“O que diabos tá acontecendo?!” Mine exclamou, ainda tonto nos ombros de Addai, que mudou a forma como o carregava para ter melhor apoio.
Addai desviou de uma pessoa caída no chão e pulou nos bancos para evitar de colidir com demônios voando sem direção. Mine segurou sua respiração no momento que Addai quase escorregou ao pisar na mão de uma pessoa que estava no chão desacordada.
Recuperando o fôlego, Addai começou a explicar: “Tem Diabretes controlando as mentes dos humanos. Eles estão transformando as pessoas em aberrações sem forma,” enfatizou e Mine percebeu que uma das pessoas no chão havia perdido as feições e tinha apenas buracos onde seria a boca e os olhos. “Não olhe!” Addai asseverou e Mine fechou os olhos até que aquela criatura bizarra ficasse fora de seu campo de visão.
Como isso foi acontecer?! Mine não havia sentido nenhuma flutuação expressiva quando embarcou no trem ou antes na estação. Aquele acontecimento não fazia nenhum sentido, mas do que adiantava procurar sentido no meio daquele caos?
Mine sentiu os cabelos de seu pescoço arrepiar até a cabeça e abriu os olhos rapidamente. Sem mobilidade direito, Mine teve que usar o antebraço para aparar um feitiço que um Diabrete lançou contra eles. Por sorte, deu tempo de conjurar um escudo de mana antes que o ataque os atingisse.
“O que foi isso?!” Addai exclamou e Mine aparou mais um ataque, cerrando os dentes.
“Foque em levar a gente pro próximo vagão!” Mine respondeu, aumentando o diâmetro do escudo de mana.
Aquele cheiro forte e metálico penetrava nas narinas de ambos os jovens professores e, agora, possíveis sobreviventes. A paisagem era caótica o suficiente para que eles prestassem atenção em cada corpo sendo controlado mesmo após a morte, bem como a transformação grotesca de outros cadáveres em aberrações de carne.
O vagão estava com cheiro forte e podia-se sentir até mesmo o gosto da fumaça espessa no ar. Mine não sentia calor, talvez porque estivesse ainda entorpecido do breve cochilo ou porque a fumaça no ar não fosse de algo queimando, e sim de partículas de miasma suspensas no ar.
Algumas pessoas ainda conscientes no vagão corriam riscos ao lançarem feitiços no meio da névoa, atingindo os refletores de magia embutidos nos vagões, que ricocheteavam o único meio de contra-atacar os Diabretes que riam loucamente do desespero das pessoas.

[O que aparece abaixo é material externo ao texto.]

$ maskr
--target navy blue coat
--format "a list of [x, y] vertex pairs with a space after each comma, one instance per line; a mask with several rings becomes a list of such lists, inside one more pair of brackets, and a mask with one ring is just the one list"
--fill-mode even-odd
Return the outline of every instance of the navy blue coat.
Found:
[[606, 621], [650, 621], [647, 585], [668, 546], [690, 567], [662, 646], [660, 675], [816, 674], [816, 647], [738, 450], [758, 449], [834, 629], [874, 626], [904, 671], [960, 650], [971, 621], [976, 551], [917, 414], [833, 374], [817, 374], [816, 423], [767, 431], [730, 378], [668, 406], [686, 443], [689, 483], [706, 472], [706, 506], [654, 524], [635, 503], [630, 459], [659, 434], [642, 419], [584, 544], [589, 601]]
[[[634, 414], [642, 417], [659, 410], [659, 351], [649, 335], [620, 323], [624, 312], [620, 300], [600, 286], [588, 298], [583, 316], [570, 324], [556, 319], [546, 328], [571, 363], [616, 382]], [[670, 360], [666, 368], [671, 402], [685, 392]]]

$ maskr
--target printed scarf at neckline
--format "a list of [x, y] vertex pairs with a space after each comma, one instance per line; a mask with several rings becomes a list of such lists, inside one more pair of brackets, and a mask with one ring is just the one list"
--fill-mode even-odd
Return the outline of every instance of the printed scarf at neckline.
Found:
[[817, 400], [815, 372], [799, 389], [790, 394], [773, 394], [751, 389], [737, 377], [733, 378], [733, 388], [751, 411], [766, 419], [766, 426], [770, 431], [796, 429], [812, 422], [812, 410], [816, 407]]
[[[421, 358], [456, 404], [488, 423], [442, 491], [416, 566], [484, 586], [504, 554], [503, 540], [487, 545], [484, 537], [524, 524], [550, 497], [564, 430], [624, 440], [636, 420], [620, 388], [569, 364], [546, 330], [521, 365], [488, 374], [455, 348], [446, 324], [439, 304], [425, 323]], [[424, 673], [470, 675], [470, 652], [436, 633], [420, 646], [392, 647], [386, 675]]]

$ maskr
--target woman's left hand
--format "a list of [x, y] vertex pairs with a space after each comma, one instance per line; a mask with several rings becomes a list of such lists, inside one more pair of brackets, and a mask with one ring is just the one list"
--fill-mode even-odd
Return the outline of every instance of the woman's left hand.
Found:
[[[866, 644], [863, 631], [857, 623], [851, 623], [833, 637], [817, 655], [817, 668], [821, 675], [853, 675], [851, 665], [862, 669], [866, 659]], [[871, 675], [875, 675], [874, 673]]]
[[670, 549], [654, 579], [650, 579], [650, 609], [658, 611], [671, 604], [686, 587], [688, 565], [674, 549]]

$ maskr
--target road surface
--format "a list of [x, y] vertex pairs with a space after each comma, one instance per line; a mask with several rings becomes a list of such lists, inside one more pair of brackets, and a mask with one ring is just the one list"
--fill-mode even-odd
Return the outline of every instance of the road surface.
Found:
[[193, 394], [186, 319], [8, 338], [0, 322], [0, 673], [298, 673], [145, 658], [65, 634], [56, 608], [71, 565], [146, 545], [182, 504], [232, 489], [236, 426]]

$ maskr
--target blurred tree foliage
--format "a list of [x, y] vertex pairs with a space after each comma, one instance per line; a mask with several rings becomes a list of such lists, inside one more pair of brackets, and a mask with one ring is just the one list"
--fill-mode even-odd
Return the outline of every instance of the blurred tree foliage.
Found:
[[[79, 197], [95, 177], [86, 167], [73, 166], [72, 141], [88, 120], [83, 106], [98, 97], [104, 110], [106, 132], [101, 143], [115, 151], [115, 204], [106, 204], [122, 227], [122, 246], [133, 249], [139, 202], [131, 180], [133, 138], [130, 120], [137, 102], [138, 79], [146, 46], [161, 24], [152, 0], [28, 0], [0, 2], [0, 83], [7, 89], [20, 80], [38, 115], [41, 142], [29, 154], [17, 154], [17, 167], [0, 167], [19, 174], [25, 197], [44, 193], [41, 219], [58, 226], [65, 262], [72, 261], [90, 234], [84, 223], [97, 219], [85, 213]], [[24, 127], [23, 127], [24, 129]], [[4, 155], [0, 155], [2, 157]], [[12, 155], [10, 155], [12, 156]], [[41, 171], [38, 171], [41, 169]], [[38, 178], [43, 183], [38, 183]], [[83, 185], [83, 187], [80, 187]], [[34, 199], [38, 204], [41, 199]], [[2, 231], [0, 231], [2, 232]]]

Outras tentavam escapar pelas janelas quebradas, apenas para cair no precipício, já que o trem parou no topo da linha férrea suspensa que dava vista para a encosta. O que restava era forçar o trem a andar mais alguns metros até chegar na ponta da plataforma, porém, para isso ser possível era necessário alcançar o vagão do comandante.
A corrida acidentada finalmente tinha chegado ao seu fim quando Addai alcançou a porta que dava acesso ao próximo vagão. Ele agarrou a maçaneta e abriu a porta com um impulso, fechando-a rapidamente assim que passaram por ela. Atrás deles, o grito das pessoas, das aberrações e dos Diabretes se misturavam em uma agonizante sinfonia.
Addai colocou Mine no chão e puxou a alavanca para trancar o vagão caótico para trás. Quando a manivela virou e o mecanismo de travamento funcionou, uma mulher nos trajes de escritório bateu na janelinha freneticamente enquanto gritava para eles abrirem a porta.
“A gente deixou alguém pra trás...” Mine suspirou, sentindo seu peito apertado.
“Não se engane,” Addai afastou Mine da porta enquanto a mulher ainda batia na janelinha.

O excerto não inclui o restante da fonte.